La disponibilità di spazi verdi e aree pedonali sicure è stata molto limitata durante la pandemia COVID-19, a causa delle normative sulla salute pubblica. I bambini senza un posto dove andare o nessuno con cui giocare hanno meno probabilità di correre, saltare e svolgere attività motorie [18].

Da recenti studi è emerso che la distanza da strutture di verde pubblico è il fattore più significativo che contribuisce all’obesità nei bambini che vivono in città [34,35]. Pertanto fra i bambini che vivono in aree densamente popolate o quartieri con meno strutture ricreative il rischio di obesità è maggiore. A questa impossibilità di muoversi e fare sport, si associa l’esposizione all’inquinamento indoor, in particolare dovuto al fumo di sigaretta dei genitori, al particolato fine e al biossido di azoto, che aumenta la probabilità che il bambino sviluppi sovrappeso o obesità [35].

I bambini esposti al fumo del personale di assistenza primaria hanno mostrato un aumento degli odds ratio per l’obesità all’età di tre e cinque anni e si ipotizza che le sostanze chimiche del fumo di tabacco possano portare a compromettere le funzioni metaboliche e immunitarie del bambino aumentando la suscettibilità all’obesità [36].

Conclusioni

Le conseguenze dell’obesità infantile sulla salute fisica e mentale, l’autostima e il benessere sociale stanno mettendo in pericolo la salute dei bambini ed è molto probabile che questo aumenterà la futura spesa sanitaria. Durante la pandemia da COVID-19 l’aumento del peso corporeo è collegato al tempo trascorso fuori dalla scuola a causa del lockdown; l’aumento di peso è stato più grave tra i bambini di basso status socioeconomico e probabilmente in queste famiglie a causa dell’“insicurezza alimentare” si tende ad acquistare alimenti ricchi di calorie, a lunga conservazione e a più a buon mercato.
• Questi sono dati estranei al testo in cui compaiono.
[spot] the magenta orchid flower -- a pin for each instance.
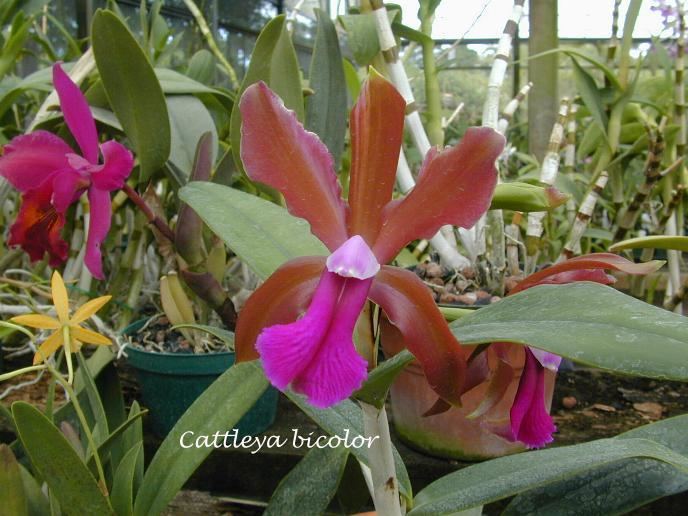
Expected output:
(300, 321)
(51, 177)
(530, 422)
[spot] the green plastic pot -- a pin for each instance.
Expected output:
(171, 382)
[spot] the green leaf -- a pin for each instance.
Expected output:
(219, 407)
(679, 243)
(54, 458)
(122, 496)
(12, 497)
(518, 196)
(353, 82)
(175, 83)
(604, 328)
(616, 488)
(499, 478)
(274, 62)
(133, 90)
(100, 430)
(346, 417)
(326, 109)
(363, 40)
(374, 390)
(189, 120)
(261, 233)
(592, 99)
(38, 504)
(201, 66)
(303, 491)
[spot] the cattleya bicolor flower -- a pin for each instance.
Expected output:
(51, 177)
(530, 422)
(300, 321)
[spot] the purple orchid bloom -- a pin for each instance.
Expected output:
(530, 422)
(300, 321)
(51, 177)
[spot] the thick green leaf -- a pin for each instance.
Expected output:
(122, 496)
(100, 430)
(374, 390)
(603, 328)
(347, 417)
(219, 407)
(496, 479)
(304, 492)
(201, 66)
(679, 243)
(326, 109)
(38, 504)
(592, 99)
(615, 488)
(518, 196)
(12, 497)
(54, 458)
(274, 62)
(261, 233)
(225, 336)
(189, 120)
(133, 90)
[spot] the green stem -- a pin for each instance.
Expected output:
(21, 371)
(433, 121)
(66, 385)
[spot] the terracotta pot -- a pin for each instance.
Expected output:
(451, 434)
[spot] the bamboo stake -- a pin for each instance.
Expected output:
(583, 218)
(511, 107)
(491, 119)
(548, 175)
(652, 176)
(674, 223)
(448, 254)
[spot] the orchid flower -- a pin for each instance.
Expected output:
(51, 177)
(300, 321)
(530, 422)
(67, 331)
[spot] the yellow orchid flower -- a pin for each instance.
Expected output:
(68, 331)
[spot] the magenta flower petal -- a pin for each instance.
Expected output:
(316, 354)
(68, 185)
(337, 370)
(353, 259)
(118, 163)
(530, 422)
(38, 227)
(77, 114)
(547, 360)
(101, 213)
(28, 160)
(286, 349)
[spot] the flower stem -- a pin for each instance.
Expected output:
(152, 217)
(21, 371)
(66, 384)
(385, 483)
(68, 354)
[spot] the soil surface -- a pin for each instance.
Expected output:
(157, 335)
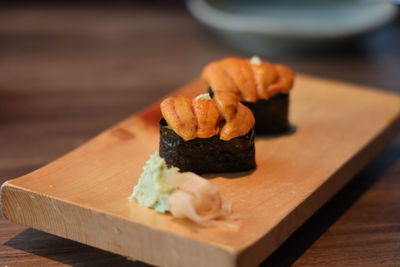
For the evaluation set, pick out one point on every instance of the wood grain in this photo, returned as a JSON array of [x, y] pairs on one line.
[[68, 72], [83, 195]]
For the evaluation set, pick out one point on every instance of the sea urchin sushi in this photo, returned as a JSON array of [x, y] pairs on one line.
[[261, 86], [196, 136]]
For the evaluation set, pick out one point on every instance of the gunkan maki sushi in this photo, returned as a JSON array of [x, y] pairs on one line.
[[196, 136], [261, 86]]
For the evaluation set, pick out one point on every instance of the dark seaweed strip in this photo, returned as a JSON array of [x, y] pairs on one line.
[[207, 155]]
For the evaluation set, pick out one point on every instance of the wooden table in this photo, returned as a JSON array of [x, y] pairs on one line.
[[66, 73]]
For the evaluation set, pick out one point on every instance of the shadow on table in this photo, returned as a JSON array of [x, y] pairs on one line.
[[312, 229], [76, 254], [67, 251]]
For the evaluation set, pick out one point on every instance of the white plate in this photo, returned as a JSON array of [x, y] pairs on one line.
[[261, 25]]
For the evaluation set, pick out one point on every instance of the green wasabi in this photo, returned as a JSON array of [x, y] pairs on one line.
[[152, 189]]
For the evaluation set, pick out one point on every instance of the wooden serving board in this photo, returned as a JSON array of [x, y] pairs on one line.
[[83, 195]]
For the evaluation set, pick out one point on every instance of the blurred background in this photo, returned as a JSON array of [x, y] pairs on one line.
[[71, 69]]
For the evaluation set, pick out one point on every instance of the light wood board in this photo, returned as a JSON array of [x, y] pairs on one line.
[[83, 195]]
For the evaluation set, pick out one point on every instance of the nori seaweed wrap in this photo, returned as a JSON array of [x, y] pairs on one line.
[[207, 155]]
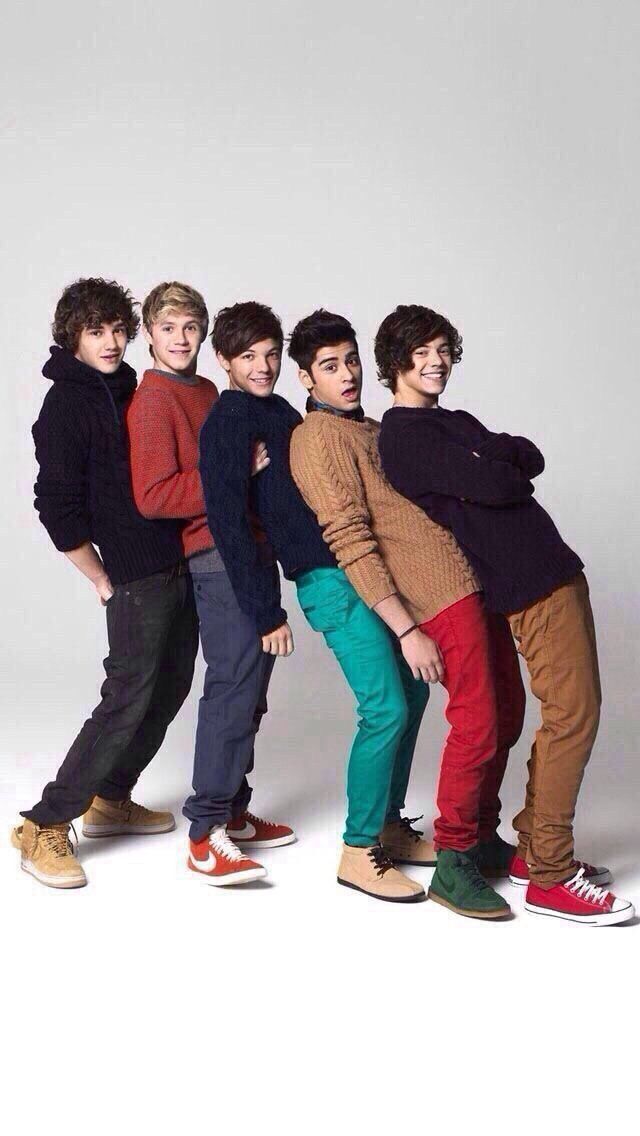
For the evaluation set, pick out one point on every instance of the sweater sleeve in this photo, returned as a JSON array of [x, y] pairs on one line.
[[420, 461], [226, 449], [326, 474], [520, 451], [61, 451], [160, 489]]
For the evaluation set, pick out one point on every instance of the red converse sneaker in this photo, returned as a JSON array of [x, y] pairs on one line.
[[250, 832], [518, 873], [219, 862], [579, 901]]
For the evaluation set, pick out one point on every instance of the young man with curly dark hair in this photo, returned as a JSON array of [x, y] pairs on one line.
[[260, 520], [84, 499], [479, 485], [165, 419], [415, 579]]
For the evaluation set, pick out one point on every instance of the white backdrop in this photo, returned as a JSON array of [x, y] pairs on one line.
[[478, 157]]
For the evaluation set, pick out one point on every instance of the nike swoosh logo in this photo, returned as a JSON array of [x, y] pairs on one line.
[[207, 865], [243, 834]]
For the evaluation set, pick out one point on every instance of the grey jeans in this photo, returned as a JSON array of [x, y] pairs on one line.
[[232, 706]]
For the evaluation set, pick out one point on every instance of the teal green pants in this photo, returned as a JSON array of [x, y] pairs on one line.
[[390, 701]]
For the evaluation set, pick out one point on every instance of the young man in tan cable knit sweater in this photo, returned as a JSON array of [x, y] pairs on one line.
[[416, 578]]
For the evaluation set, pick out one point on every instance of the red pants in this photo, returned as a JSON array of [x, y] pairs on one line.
[[485, 712]]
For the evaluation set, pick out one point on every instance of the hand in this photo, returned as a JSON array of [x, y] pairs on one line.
[[105, 589], [279, 642], [423, 656], [260, 458]]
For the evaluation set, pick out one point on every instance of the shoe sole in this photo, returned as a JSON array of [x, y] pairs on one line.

A causa della pandemia da COVID-19 anche l’attività fisica è diminuita. Con parchi, aree ricreative e club sportivi chiusi, il tempo trascorso davanti allo schermo è aumentato e si è registrata un’ulteriore riduzione dell’attività fisica, soprattutto tra le comunità di minoranze etniche. La convergenza tra l’epidemia di obesità e la pandemia da COVID-19 ha evidenziato ulteriormente quali siano i fattori di rischio da combattere per contenere l’obesità infantile, e ha ancora sottolineato come sia necessario riservare maggiore attenzione ai bambini che vivono lontano da aree verdi, in famiglie di status socioeconomico basso e appartenenti a minoranze etniche.